Bakanlıktan “ÇED Gerekli Değil” Kararı
Muğla Milas’a bağlı Kayabükü Köyü yakınlarında, Kale Grubu’na ait Kale Maden’in taş ocağına ek olarak kurulmak istenen kırma-eleme tesisi için Çevre, Şehircilik ve İklim Değişikliği Bakanlığı “ÇED Gerekli Değildir” kararı verdi. Tesisin, yılda yaklaşık 395 bin ton üretim kapasitesiyle 3,84 hektarlık bir alanda faaliyet göstereceği bildirildi.
Latmos’un Adı Dosyada Geçmiyor
Projenin tanıtım dosyasında, faaliyet alanı Latmos sınırları içinde olmasına rağmen, bölgenin tarihi ve arkeolojik önemiyle ilgili herhangi bir bilgiye yer verilmedi. Oysa bu bölge, Neolitik dönemden kalma kaya resimleriyle Anadolu’nun en önemli tarih öncesi alanlarından biri olarak kabul ediliyor. Şirket tarafından hazırlatılan özel raporda, faaliyetlerin çevredeki zeytinliklere olumsuz bir etkisi olmayacağı ileri sürüldü. Ancak daha önce Danıştay, yine aynı bölgede planlanan başka bir kapasite artışını, zeytinlikler ve doğal yaşam üzerindeki etkileri nedeniyle iptal etmişti.

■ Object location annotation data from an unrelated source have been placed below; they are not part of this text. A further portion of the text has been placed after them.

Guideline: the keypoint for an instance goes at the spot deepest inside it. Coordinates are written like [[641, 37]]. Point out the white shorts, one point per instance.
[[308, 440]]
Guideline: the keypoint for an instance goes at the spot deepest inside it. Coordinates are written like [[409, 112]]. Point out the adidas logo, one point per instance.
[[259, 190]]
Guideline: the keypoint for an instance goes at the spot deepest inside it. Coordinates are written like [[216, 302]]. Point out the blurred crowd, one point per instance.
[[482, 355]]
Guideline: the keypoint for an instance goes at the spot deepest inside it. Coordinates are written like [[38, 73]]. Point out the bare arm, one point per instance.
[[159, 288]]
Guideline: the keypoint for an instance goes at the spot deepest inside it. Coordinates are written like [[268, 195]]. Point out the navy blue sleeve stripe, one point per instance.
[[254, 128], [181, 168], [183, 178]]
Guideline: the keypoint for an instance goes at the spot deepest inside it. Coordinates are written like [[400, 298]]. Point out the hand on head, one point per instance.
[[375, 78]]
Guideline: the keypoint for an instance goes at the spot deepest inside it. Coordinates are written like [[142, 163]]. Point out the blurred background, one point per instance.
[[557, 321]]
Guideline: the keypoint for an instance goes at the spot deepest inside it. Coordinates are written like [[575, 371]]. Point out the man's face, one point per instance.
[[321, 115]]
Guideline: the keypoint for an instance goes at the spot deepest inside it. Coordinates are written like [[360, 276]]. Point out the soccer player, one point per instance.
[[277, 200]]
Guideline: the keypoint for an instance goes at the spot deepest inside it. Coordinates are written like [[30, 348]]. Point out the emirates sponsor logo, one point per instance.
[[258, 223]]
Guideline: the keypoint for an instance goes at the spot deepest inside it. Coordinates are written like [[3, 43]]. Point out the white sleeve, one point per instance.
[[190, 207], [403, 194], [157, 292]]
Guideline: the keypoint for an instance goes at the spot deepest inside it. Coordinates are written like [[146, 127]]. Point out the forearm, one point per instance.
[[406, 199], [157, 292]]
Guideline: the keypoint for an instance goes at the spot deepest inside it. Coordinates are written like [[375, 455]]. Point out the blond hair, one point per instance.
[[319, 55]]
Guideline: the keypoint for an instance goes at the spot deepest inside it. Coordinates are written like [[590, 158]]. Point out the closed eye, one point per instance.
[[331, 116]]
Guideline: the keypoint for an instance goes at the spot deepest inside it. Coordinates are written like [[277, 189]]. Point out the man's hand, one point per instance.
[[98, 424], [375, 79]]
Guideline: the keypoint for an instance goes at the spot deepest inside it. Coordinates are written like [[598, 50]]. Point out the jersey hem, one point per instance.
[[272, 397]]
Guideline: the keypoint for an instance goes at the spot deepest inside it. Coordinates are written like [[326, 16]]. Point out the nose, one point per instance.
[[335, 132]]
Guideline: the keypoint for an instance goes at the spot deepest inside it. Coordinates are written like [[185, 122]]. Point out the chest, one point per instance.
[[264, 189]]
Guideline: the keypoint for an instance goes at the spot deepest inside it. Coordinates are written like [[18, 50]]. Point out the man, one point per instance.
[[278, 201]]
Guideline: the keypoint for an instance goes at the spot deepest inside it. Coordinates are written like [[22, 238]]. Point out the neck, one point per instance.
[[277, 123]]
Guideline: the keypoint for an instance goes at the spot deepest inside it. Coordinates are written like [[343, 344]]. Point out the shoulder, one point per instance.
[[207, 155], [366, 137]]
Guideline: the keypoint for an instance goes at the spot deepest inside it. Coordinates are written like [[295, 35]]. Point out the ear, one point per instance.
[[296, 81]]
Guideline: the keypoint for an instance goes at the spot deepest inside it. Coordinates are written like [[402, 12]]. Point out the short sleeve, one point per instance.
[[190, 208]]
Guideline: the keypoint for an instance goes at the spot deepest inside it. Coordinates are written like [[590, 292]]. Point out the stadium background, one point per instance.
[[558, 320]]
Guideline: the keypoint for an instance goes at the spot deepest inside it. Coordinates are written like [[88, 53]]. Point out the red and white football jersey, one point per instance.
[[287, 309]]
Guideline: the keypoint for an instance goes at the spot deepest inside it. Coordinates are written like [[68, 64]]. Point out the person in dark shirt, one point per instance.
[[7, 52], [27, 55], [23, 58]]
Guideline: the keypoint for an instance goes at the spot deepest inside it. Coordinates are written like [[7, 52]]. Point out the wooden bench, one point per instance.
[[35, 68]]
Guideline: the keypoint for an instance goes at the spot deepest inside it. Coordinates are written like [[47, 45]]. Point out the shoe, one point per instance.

Kültürel ve Doğal Miras Risk Altında
Antik adı Latmos olan Beşparmak Dağları; Hititler döneminden Hristiyanlık dönemine, mitolojik anlatılardan manastır yaşamına kadar birçok kültürel katmana ev sahipliği yapıyor. 7-8 bin yıl öncesine tarihlenen 170’ten fazla kaya resmi, bu alanın dünya çapında korunması gereken bir miras olduğunu ortaya koyuyor. Buna rağmen bölge hâlâ milli park ya da jeopark statüsüne kavuşmuş değil. Bölge halkı ve uzmanlar, Latmos’un ekoturizm ve kültür turizmi açısından değerlendirilmesi gerektiğini savunuyor. Ancak son yıllarda sayısı artan taş ocakları ve madencilik projeleri, bu potansiyelin hayata geçirilmesinin önünde en büyük engel olarak görülüyor.